Milazzo started with survivor testimony, working with an interpreter to get as much information as possible about the victims. He and the interpreter simultaneously searched Facebook and Arabic news sites (the passengers were Syrian) for news on the shipwrecks and for family members searching for their loved ones. Sometimes he would receive direct phone calls, saying for example, “‘I am this person’s mother, I haven’t heard from him in three, four or five days. His ship sank. I want to know whether he is alive or dead,’” Milazzo recounts to Mirto. “What am I supposed to do?” he says. “I shouldn’t tell them?”

Milazzo’s experience identifying the victims of the August 2014 shipwreck is an exception. Between 1990 and 2013 for example, only one in five of the bodies brought to Sicily following sinkings were identified. This is due to the enormous variability in procedures in the various prefectures and the ways that corpses are managed and transported, often becoming difficult to trace.

The police investigation is only the first step. The police will notify the public prosecutors’ office and in some cases an investigation is launched into the circumstances of the death. Sometimes a coroner will examine the bodies, take DNA samples and write up a report, but often this procedure is skipped and the health authority simply issues a death certificate.

Then the search for a burial site begins. Simply put, Italian cemeteries are very full. Plots tend to be owned or leased by families, and remains are regularly exhumed and stored above ground in order to make room. An unclaimed body will be transported to wherever there is space. The practices may range anywhere from individual families offering space to deceased migrants in their family plot to large mass graves.

Abdelhafid Kheit is the president of the Islamic Community of Sicily and has been an imam in the eastern city of Catania for over 20 years. He says that it is difficult to follow traditional burial practices because the bodies often arrive in a high state of decomposition due to the sea water. The first time he was asked to oversee the process, he says, he was taken aback by the state of the corpses. “It remains one of the most difficult memories of my life,” he says.

“The beautiful thing is not to remain indifferent to others’ suffering. It is human work, and one discovers himself through this work.”
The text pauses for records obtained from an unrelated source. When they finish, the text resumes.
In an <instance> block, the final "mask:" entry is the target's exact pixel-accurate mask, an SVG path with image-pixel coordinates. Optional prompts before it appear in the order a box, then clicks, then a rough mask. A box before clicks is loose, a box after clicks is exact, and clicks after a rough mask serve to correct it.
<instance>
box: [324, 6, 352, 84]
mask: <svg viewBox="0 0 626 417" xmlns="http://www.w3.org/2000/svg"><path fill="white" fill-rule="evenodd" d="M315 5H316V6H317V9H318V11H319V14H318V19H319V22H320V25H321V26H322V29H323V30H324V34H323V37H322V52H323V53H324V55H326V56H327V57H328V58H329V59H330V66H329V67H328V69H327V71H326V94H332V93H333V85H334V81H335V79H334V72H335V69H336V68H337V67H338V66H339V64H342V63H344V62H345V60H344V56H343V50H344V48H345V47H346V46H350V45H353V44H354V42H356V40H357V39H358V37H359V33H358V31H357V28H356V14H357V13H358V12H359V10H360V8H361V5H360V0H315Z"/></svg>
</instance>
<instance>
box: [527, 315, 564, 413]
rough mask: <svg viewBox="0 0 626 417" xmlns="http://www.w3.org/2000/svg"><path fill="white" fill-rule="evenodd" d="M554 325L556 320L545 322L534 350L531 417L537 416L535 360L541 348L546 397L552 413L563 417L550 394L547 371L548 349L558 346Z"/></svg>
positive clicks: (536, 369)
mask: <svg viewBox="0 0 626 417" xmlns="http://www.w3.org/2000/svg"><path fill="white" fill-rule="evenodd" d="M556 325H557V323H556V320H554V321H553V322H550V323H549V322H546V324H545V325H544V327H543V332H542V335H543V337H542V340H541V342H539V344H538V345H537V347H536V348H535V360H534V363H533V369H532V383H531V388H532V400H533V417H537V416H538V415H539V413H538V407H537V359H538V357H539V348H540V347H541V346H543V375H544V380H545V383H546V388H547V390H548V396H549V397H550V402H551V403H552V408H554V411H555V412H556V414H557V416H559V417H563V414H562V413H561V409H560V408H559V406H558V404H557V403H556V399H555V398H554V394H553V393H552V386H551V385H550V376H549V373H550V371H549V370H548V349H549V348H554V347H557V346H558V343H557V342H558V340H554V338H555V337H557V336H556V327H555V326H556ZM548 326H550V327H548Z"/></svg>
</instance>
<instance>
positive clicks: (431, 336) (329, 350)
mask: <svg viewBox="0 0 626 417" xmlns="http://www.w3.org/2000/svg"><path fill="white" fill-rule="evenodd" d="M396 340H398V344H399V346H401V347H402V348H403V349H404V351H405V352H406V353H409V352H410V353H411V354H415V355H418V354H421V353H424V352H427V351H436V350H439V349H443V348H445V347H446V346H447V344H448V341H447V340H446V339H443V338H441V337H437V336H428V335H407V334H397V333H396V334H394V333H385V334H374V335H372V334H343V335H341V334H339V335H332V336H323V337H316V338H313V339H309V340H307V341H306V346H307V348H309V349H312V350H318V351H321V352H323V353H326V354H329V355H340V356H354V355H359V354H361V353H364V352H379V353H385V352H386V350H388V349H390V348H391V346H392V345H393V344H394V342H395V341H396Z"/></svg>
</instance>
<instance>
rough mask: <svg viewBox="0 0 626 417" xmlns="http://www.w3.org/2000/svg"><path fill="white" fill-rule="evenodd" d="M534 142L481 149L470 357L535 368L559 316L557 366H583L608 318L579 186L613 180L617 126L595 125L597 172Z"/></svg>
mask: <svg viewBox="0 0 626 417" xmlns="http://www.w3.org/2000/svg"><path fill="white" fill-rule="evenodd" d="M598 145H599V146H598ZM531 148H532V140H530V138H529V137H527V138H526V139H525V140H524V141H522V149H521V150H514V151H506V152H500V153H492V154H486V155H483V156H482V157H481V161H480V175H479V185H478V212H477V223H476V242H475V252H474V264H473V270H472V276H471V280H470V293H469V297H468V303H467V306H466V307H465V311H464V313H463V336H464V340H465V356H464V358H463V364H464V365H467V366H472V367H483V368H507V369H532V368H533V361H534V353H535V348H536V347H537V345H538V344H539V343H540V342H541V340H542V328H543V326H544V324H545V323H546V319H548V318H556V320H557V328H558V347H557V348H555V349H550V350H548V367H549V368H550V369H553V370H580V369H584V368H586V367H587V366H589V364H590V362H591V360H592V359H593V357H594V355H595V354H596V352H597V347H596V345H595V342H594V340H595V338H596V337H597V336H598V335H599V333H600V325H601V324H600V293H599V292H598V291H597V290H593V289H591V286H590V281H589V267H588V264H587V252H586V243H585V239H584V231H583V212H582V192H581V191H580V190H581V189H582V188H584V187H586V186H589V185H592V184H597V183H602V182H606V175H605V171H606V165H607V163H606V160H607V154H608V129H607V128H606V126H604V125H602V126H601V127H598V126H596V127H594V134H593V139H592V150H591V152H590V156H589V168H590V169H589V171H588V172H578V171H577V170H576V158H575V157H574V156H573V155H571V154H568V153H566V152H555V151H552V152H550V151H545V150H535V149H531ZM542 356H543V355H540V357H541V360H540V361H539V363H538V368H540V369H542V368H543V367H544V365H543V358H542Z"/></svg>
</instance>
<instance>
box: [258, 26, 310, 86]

Kheit describes the burial services he performs in Catania as “a moment of invocation, of memory… also a moment of pain, and of sharing that pain with everyone.” Despite the difficulty of his task he says that, “the beautiful thing is not to remain indifferent to others’ suffering. It is human work, and one discovers himself through this work.” He recalls one funeral in particular when 17 cadavers were brought to Catania and they were able to find a place for them through collaboration with the mayor and a local university. The graves were adorned with verses from the poem “Migrations” by Nigerian Nobel Prize winner Wole Soyinka.

“Loose sands dog my steps. Loose sands Of deserts, of chiseled seabed shrouds – For some went that way before the answer Could be given – will there be sun? Or rain? We’ve come to the bay of dreams.”

Mirto is concerned that the lack of attention given to counting, tracing and identifying migrant deaths at sea means that “this part of our history is being denied.” She hopes that the families of victims, whom she calls “the most invisible part of this whole tragedy,” will find truth, justice and eventually, peace.